Lately, I’ve heard much ado about the four finalists who are seeking to become the new president. One of those finalists is Dr Rodney Smith, who resigned in 2005. As an in-house reporter in The Tribune’s newsroom at that time, I was the reporter assigned to cover that and I recall breaking the story of his resignation among other similarly written stories. As I reflect upon it, I recall an instance where I – then finishing my final year at COB – was conducting clandestine interviews in one of COB’s bathrooms with employees – some of whom were executives – who were telling of the behind-the-scenes happenings at the college. Dr Smith became embroiled in a plagiarism scandal in late May of 2005, after he delivered a speech at the college’s honours convocation ceremony. In his speech, Dr Smith included some words written by a friend of his, but he had not sufficiently credited his friend. It was at this juncture that the college community were up in arms, demanding Dr Smith’s departure. Quite honestly, by all accounts, many persons within COB had not approved of Dr Smith’s hiring, seeing him as one who had been hired by a College Council who had skipped over them. In hindsight, Rodney Smith took many of the licks and paved the way for other hirings of foreign-based presidents Janyne Hodder and Dr Betsy Vogel Boze (who, unlike Dr Smith, weren’t Bahamians).
Admittedly, Dr Smith was on the right track, seemingly espousing a vision that was moving the college forward.

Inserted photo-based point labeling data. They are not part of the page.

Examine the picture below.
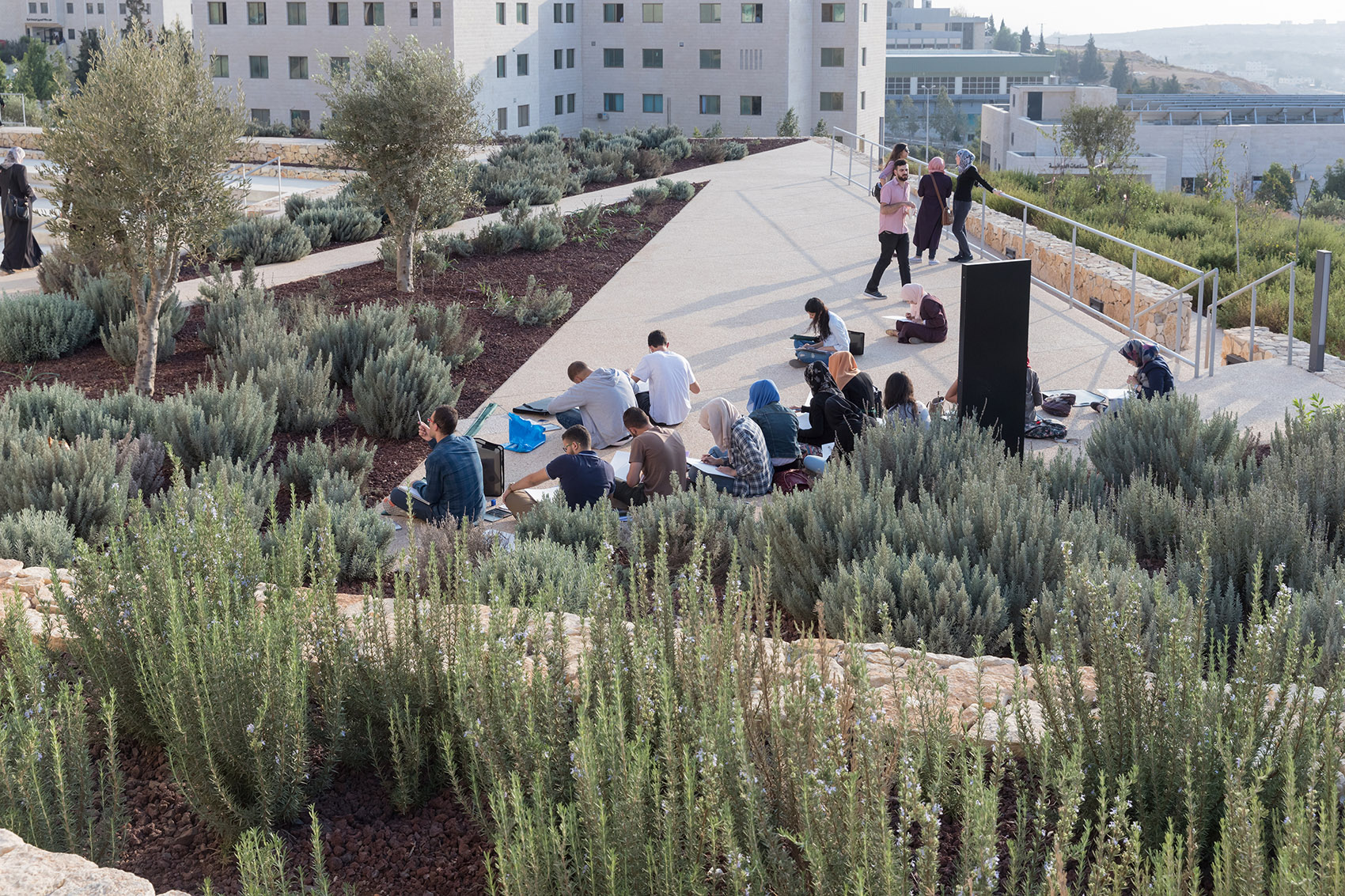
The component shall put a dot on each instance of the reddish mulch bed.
(434, 851)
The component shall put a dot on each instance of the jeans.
(959, 226)
(892, 243)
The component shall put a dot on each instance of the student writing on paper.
(453, 485)
(585, 478)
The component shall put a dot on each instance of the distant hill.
(1290, 51)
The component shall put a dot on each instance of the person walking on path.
(926, 322)
(935, 190)
(17, 198)
(895, 202)
(968, 180)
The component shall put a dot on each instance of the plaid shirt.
(749, 458)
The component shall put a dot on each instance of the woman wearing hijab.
(739, 451)
(779, 425)
(968, 180)
(17, 197)
(926, 322)
(935, 190)
(856, 385)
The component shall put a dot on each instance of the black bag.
(493, 467)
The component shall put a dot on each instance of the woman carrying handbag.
(932, 216)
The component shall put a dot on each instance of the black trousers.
(892, 243)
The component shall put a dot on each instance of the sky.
(1072, 17)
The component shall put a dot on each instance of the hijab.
(762, 393)
(843, 366)
(718, 418)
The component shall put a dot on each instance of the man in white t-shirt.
(672, 381)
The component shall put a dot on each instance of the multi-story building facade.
(578, 63)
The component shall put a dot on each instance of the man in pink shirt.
(895, 203)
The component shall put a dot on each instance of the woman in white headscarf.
(17, 198)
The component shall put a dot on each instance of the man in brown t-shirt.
(658, 462)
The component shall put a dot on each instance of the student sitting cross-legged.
(453, 485)
(585, 478)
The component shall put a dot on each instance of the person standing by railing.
(968, 180)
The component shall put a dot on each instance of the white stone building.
(576, 65)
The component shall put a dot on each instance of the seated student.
(672, 382)
(596, 401)
(926, 320)
(585, 478)
(856, 385)
(453, 485)
(779, 425)
(899, 397)
(739, 451)
(832, 335)
(658, 462)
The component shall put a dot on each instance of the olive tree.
(140, 153)
(407, 115)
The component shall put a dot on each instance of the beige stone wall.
(1095, 278)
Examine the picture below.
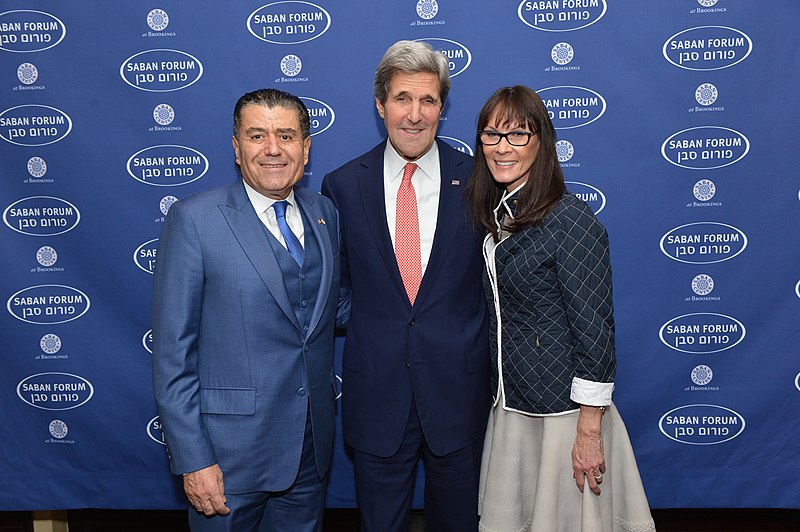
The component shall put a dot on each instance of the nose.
(415, 112)
(272, 146)
(503, 146)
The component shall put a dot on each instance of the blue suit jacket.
(233, 371)
(438, 348)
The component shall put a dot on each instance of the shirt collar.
(507, 205)
(261, 203)
(395, 164)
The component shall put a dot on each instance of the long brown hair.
(521, 106)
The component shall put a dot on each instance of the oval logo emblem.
(55, 391)
(154, 430)
(145, 256)
(567, 15)
(702, 333)
(458, 56)
(707, 48)
(48, 304)
(167, 165)
(321, 114)
(161, 70)
(288, 22)
(590, 195)
(25, 31)
(703, 243)
(41, 216)
(34, 125)
(571, 106)
(701, 424)
(458, 144)
(705, 147)
(147, 341)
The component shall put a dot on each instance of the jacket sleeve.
(584, 273)
(177, 301)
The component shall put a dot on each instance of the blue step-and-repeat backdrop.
(677, 122)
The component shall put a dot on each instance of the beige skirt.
(527, 485)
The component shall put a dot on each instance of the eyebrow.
(424, 96)
(279, 130)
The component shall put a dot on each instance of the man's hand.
(206, 491)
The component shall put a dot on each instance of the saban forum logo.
(705, 147)
(561, 15)
(458, 56)
(145, 256)
(288, 22)
(161, 70)
(167, 165)
(703, 243)
(48, 304)
(701, 424)
(702, 333)
(41, 216)
(34, 125)
(26, 31)
(590, 195)
(55, 391)
(571, 106)
(707, 48)
(320, 113)
(155, 432)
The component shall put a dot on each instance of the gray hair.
(411, 57)
(272, 98)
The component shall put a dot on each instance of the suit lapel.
(448, 219)
(309, 205)
(250, 233)
(370, 183)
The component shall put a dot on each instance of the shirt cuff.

I was there at the time and could sense the change and also observe some of the new structures being built on the campus—from gazebos and sitting areas, etc.

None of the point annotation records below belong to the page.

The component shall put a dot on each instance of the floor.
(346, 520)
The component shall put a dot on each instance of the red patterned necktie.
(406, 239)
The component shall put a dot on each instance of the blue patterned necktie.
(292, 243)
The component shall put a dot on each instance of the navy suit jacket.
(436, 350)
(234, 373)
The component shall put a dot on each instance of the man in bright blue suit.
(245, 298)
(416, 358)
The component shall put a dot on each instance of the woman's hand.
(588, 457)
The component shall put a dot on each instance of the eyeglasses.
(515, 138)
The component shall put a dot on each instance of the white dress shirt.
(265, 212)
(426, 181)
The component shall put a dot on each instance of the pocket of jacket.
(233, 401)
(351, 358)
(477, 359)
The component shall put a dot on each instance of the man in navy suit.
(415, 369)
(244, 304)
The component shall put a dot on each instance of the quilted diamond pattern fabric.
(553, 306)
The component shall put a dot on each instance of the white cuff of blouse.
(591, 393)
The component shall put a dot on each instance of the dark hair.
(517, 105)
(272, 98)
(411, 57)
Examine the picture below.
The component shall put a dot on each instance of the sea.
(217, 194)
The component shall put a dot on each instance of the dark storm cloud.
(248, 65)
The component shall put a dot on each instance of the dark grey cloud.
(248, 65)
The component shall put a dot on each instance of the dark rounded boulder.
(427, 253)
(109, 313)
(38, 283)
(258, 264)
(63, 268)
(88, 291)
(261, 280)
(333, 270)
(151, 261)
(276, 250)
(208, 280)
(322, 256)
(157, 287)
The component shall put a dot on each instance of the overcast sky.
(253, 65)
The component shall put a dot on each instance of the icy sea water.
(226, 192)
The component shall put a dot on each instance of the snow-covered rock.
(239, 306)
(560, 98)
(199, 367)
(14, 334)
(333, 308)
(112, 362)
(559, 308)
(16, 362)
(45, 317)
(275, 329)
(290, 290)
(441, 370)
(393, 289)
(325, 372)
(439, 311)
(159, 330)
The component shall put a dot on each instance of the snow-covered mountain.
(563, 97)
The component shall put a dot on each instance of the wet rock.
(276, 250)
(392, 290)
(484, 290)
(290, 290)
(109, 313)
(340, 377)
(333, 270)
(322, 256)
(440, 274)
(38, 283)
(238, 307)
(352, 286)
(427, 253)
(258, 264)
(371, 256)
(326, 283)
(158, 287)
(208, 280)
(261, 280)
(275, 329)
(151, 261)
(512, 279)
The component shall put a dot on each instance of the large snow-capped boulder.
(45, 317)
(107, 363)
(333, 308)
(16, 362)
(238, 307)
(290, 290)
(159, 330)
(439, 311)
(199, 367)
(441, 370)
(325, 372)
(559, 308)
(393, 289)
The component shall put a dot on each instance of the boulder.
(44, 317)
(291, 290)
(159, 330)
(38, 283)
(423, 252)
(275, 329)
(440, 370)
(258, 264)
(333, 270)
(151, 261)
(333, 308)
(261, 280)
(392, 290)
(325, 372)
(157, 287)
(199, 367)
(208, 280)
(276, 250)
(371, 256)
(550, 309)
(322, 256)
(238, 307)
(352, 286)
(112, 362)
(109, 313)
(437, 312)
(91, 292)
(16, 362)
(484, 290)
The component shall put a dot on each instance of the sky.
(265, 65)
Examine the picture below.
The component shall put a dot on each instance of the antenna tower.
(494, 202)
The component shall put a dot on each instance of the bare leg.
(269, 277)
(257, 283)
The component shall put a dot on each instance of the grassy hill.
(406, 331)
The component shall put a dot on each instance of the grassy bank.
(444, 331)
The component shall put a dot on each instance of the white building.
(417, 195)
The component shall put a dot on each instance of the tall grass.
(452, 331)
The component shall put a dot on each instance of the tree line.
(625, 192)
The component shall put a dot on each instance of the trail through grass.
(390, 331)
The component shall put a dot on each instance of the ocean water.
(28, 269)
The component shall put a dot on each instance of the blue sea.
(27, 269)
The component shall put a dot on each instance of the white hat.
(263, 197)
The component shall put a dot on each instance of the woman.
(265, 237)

As it stands, of the four finalists, I think that Dr Rodney Smith’s credentials are the most impressive. I’ve looked at all of them and one of their credentials left me wondering: “Now, are they serious?” Indeed, what we want is to find people who are at the top of their game anywhere and—if they cannot be found locally and we must bring them back to the Bahamas—then let’s do so in order to elevate the standard of our tertiary education. That should be the number one priority.

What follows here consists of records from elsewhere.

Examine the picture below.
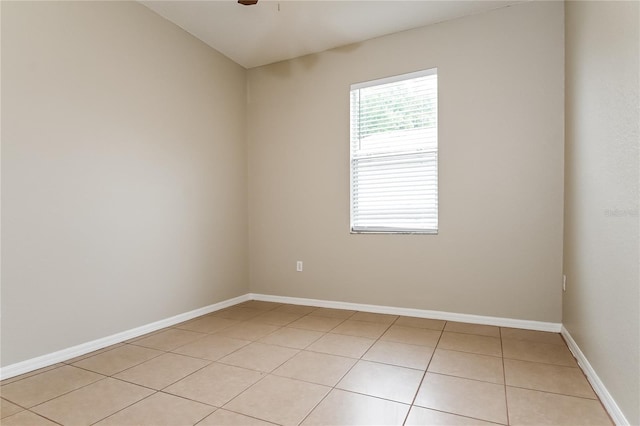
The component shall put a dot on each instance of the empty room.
(320, 212)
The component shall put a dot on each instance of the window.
(394, 154)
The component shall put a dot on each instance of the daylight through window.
(394, 154)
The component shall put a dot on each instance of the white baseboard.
(421, 313)
(84, 348)
(602, 392)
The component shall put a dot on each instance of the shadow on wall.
(284, 69)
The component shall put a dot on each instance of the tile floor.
(261, 363)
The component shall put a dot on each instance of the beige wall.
(123, 174)
(499, 250)
(601, 305)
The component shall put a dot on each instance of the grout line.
(415, 396)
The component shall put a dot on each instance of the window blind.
(394, 154)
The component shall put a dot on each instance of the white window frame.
(433, 230)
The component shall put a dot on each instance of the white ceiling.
(273, 31)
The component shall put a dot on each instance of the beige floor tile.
(296, 338)
(481, 330)
(532, 336)
(296, 309)
(323, 369)
(333, 313)
(249, 331)
(45, 386)
(483, 345)
(93, 402)
(338, 344)
(168, 339)
(276, 318)
(259, 356)
(401, 354)
(160, 372)
(31, 373)
(371, 330)
(206, 324)
(420, 323)
(8, 408)
(160, 409)
(529, 407)
(419, 416)
(229, 418)
(271, 399)
(315, 323)
(549, 378)
(538, 352)
(118, 359)
(411, 335)
(467, 365)
(215, 384)
(383, 381)
(211, 347)
(347, 408)
(371, 317)
(259, 304)
(27, 418)
(471, 398)
(238, 313)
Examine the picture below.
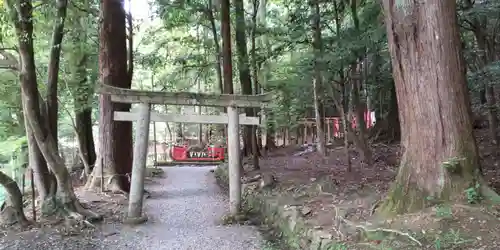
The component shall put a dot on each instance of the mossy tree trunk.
(64, 200)
(434, 107)
(115, 154)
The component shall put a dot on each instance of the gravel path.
(184, 212)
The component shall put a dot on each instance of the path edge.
(285, 220)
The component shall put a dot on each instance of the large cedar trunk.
(115, 137)
(440, 159)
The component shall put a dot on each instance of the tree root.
(135, 220)
(379, 229)
(10, 216)
(72, 209)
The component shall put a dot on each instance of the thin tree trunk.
(318, 76)
(64, 199)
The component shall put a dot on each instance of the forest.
(383, 122)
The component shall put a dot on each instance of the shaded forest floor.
(57, 233)
(343, 202)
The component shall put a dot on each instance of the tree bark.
(318, 76)
(12, 211)
(53, 67)
(244, 70)
(64, 201)
(440, 159)
(115, 137)
(227, 64)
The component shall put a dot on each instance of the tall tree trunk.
(244, 70)
(318, 76)
(227, 65)
(64, 200)
(486, 56)
(115, 137)
(218, 67)
(83, 121)
(52, 109)
(440, 158)
(256, 88)
(361, 140)
(12, 210)
(218, 57)
(53, 72)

I don’t think that Dr Smith should forever be made to pay a price for his error. Yes, it is impossible for him to be totally separated from that faux pas; however, the more important question is whether that would weaken him if he leads the college in challenging the status quo in the Bahamas. He has to be deliberately iconoclastic – this is the only way by which universities fertilize new thought! Could the purported plagiarism be an albatross, a constant reminder by some who question his academic credibility? One could understand the reservations being expressed by some within the academic community. However, I hold the view that Smith—with an impressive resume and a tenure that was on the up-and-up—should be given a second look-see (yes, look-see...).
Relative to the four contenders for the presidency, how many of them we would have given a second look to if the position of president was opened to all and sundry? Why did the government not also attempt to lure away the leaders of major universities abroad such as Howard, Morehouse, the University of North Carolina and so on? If we want the best, we must incorporate local and foreign talent, sieving through them all until we have what or who amounts to being the best of the crop. As it stands, the speaking tours that the presidential candidates have been on appear to be a public relations gimmick to sell these individuals to the public. Are the speaking engagements intended as a roundabout way to seek vetting by the public?
What COB needs is a president who can mould the minds of people, who has an unbelievable ability to draw out the best in educators, who can raise money, who can foster an independent spirit and who could take the college from really good to great. Where is the Keva Bethel of the 21st century, who can truly advance the institution from a renowned college to an illustrious university?